Podejrzane listy do biur kampanii McCaina okazały się niegroźne
Niegroźnymi incydentami okazały się dwa podejrzane listy, które trafiły w czwartek do biur kampanii
republikańskiego kandydata na prezydenta USA Johna McCaina w stanach Kolorado oraz New Hampshire, wywołując ich ewakuację.
Do biura w Cenntennial pod Denver w stanie Kolorado trafił list z pogróżkami i niezidentyfikowanym białym proszkiem. Lokal ewakuowano, a kilku pracowników przebadano w szpitalu. Ostatecznie wykluczono niebezpieczną substancję i ustalono, że nadawcą jest więzień, który w przeszłości wysyłał już podobne listy.

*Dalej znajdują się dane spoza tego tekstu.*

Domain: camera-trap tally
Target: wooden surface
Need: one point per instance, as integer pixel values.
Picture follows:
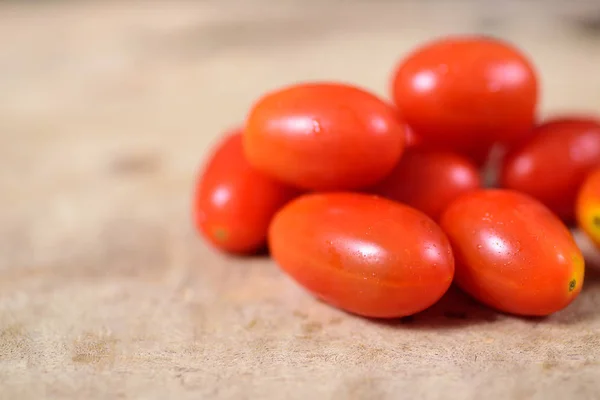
(106, 111)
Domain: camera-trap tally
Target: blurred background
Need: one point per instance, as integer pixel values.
(107, 109)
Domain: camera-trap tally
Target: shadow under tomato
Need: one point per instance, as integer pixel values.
(454, 310)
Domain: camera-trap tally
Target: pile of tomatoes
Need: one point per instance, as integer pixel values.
(377, 207)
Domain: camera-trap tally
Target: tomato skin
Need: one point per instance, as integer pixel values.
(361, 253)
(512, 253)
(464, 93)
(429, 181)
(233, 202)
(588, 206)
(324, 136)
(553, 163)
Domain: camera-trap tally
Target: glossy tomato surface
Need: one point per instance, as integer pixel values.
(588, 206)
(362, 253)
(512, 253)
(464, 93)
(429, 181)
(324, 136)
(552, 165)
(233, 202)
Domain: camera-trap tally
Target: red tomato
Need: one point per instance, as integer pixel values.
(512, 253)
(429, 181)
(465, 93)
(364, 254)
(553, 163)
(324, 136)
(588, 206)
(234, 203)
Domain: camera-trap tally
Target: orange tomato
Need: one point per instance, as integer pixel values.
(233, 202)
(324, 136)
(464, 93)
(588, 206)
(362, 253)
(512, 253)
(429, 181)
(553, 163)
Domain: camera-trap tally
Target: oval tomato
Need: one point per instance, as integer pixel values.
(553, 163)
(465, 93)
(324, 136)
(364, 254)
(234, 203)
(429, 181)
(512, 253)
(588, 206)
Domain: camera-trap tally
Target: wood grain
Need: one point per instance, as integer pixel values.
(107, 110)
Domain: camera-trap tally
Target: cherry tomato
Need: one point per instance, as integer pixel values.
(553, 163)
(234, 203)
(324, 136)
(429, 181)
(588, 206)
(464, 93)
(512, 253)
(362, 253)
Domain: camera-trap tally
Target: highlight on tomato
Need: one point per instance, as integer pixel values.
(429, 180)
(233, 202)
(324, 136)
(465, 93)
(512, 253)
(553, 163)
(362, 253)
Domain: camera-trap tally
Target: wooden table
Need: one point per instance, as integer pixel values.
(106, 112)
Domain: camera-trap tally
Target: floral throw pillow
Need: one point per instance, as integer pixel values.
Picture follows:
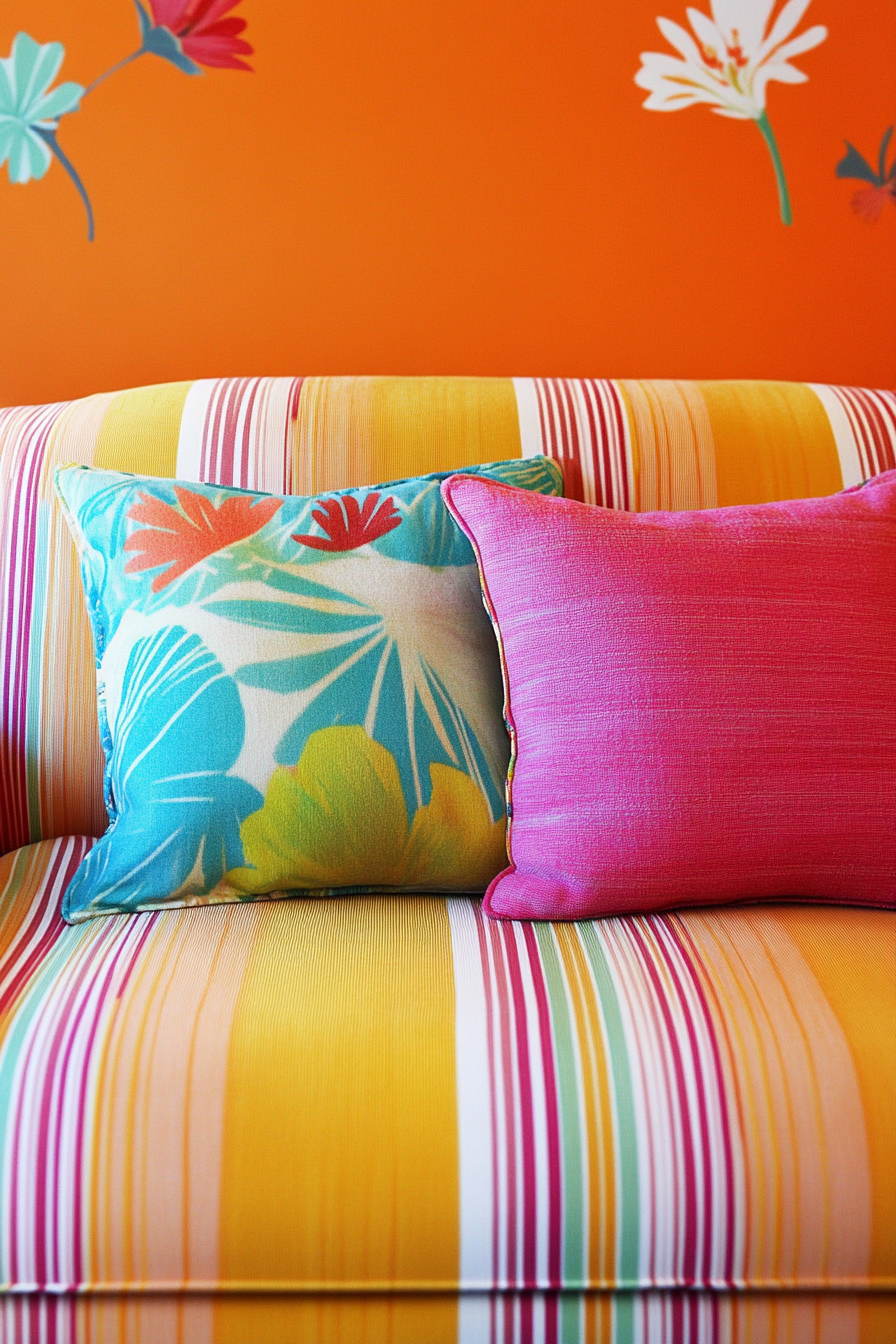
(296, 695)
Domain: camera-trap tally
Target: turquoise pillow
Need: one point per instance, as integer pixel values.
(294, 695)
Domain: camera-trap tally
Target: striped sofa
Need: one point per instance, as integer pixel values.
(388, 1118)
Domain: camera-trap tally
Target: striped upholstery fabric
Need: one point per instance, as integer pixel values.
(539, 1319)
(623, 444)
(394, 1096)
(379, 1093)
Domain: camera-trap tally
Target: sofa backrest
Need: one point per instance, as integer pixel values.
(623, 444)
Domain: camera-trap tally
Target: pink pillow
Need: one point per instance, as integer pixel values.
(703, 706)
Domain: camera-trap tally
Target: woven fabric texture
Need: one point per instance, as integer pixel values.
(634, 445)
(532, 1319)
(296, 694)
(396, 1093)
(703, 704)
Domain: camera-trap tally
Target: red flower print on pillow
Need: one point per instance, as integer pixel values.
(348, 524)
(182, 538)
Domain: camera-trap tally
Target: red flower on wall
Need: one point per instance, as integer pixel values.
(206, 31)
(869, 200)
(348, 524)
(182, 538)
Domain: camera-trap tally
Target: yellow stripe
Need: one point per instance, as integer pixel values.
(852, 954)
(140, 430)
(672, 450)
(340, 1139)
(356, 432)
(598, 1108)
(336, 1320)
(773, 441)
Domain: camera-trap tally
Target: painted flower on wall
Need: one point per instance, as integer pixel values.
(195, 32)
(727, 62)
(880, 184)
(190, 34)
(30, 112)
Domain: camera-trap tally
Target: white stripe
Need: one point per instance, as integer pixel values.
(473, 1315)
(539, 1109)
(850, 464)
(192, 426)
(473, 1100)
(527, 402)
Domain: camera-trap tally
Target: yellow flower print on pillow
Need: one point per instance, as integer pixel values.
(339, 820)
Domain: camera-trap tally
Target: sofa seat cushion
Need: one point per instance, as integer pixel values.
(657, 1316)
(392, 1093)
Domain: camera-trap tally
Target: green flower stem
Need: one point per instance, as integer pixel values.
(112, 70)
(53, 144)
(765, 125)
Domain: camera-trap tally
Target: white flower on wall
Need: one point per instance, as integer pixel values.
(728, 62)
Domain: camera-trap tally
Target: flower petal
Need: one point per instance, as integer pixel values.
(805, 42)
(28, 156)
(680, 39)
(707, 32)
(747, 19)
(53, 105)
(218, 51)
(35, 69)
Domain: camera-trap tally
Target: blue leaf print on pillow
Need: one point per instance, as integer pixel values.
(175, 811)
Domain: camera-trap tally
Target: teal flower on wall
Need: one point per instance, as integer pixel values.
(188, 34)
(30, 112)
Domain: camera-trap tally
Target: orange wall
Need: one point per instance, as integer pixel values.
(443, 186)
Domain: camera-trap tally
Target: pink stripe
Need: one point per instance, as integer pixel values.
(689, 1192)
(599, 445)
(703, 1270)
(140, 942)
(493, 1085)
(548, 445)
(57, 864)
(509, 1104)
(552, 1113)
(20, 555)
(527, 1128)
(289, 438)
(227, 460)
(679, 930)
(628, 487)
(23, 972)
(572, 444)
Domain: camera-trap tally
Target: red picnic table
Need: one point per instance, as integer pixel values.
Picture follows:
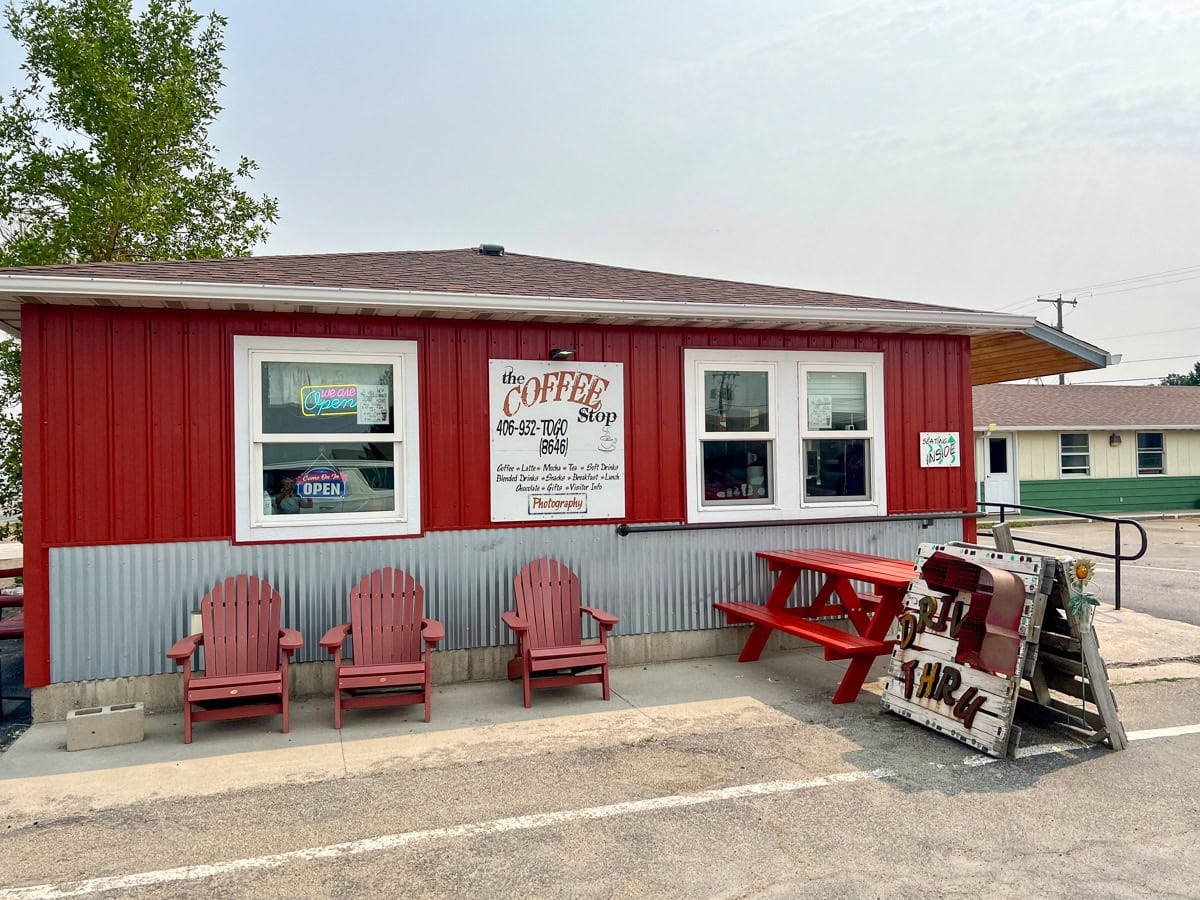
(870, 613)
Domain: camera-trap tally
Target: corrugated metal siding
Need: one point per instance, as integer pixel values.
(115, 610)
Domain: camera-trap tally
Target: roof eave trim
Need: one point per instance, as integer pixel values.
(419, 300)
(1062, 341)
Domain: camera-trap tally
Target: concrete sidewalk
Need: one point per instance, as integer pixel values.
(475, 721)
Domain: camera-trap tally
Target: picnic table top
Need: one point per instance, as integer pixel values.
(882, 571)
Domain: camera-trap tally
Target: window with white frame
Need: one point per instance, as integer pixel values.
(1074, 455)
(327, 438)
(780, 435)
(1150, 453)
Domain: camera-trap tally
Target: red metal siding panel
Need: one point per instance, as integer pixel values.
(131, 390)
(163, 381)
(34, 472)
(166, 417)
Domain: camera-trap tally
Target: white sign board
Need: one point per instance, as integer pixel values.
(940, 450)
(820, 412)
(372, 403)
(558, 439)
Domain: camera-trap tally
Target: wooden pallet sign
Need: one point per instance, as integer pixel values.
(988, 633)
(970, 624)
(1068, 664)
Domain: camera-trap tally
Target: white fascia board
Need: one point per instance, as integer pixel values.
(1147, 426)
(571, 307)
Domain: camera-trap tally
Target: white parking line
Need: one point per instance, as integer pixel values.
(516, 823)
(390, 841)
(1150, 733)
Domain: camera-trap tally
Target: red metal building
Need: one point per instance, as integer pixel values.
(148, 423)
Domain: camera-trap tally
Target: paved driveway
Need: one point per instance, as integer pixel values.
(1162, 583)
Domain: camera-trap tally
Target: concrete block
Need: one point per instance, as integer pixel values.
(106, 726)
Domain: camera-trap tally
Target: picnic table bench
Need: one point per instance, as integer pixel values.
(870, 613)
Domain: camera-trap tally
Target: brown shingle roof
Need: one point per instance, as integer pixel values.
(1080, 406)
(466, 271)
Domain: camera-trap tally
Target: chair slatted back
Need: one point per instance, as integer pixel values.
(385, 618)
(241, 627)
(549, 599)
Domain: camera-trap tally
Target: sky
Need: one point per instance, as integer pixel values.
(967, 154)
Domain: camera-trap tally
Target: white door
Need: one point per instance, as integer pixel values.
(1000, 468)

Biuro kampanii w Manchester w stanie New Hampshire ewakuowano po otrzymaniu odręcznie zaadresowanego listu z adresem zwrotnym w Denver. Przesyłka, która wzbudziła niepokój z powodu wcześniejszego incydentu w Cenntennial, okazała się jednak zupełnie z nim niezwiązana.
W Denver władze stosują szczególne środki ostrożności, ponieważ w poniedziałek rozpoczyna się tutaj konwencja Partii Demokratycznej, mająca formalnie zatwierdzić Baracka Obamę jako kandydata Demokratów na prezydenta.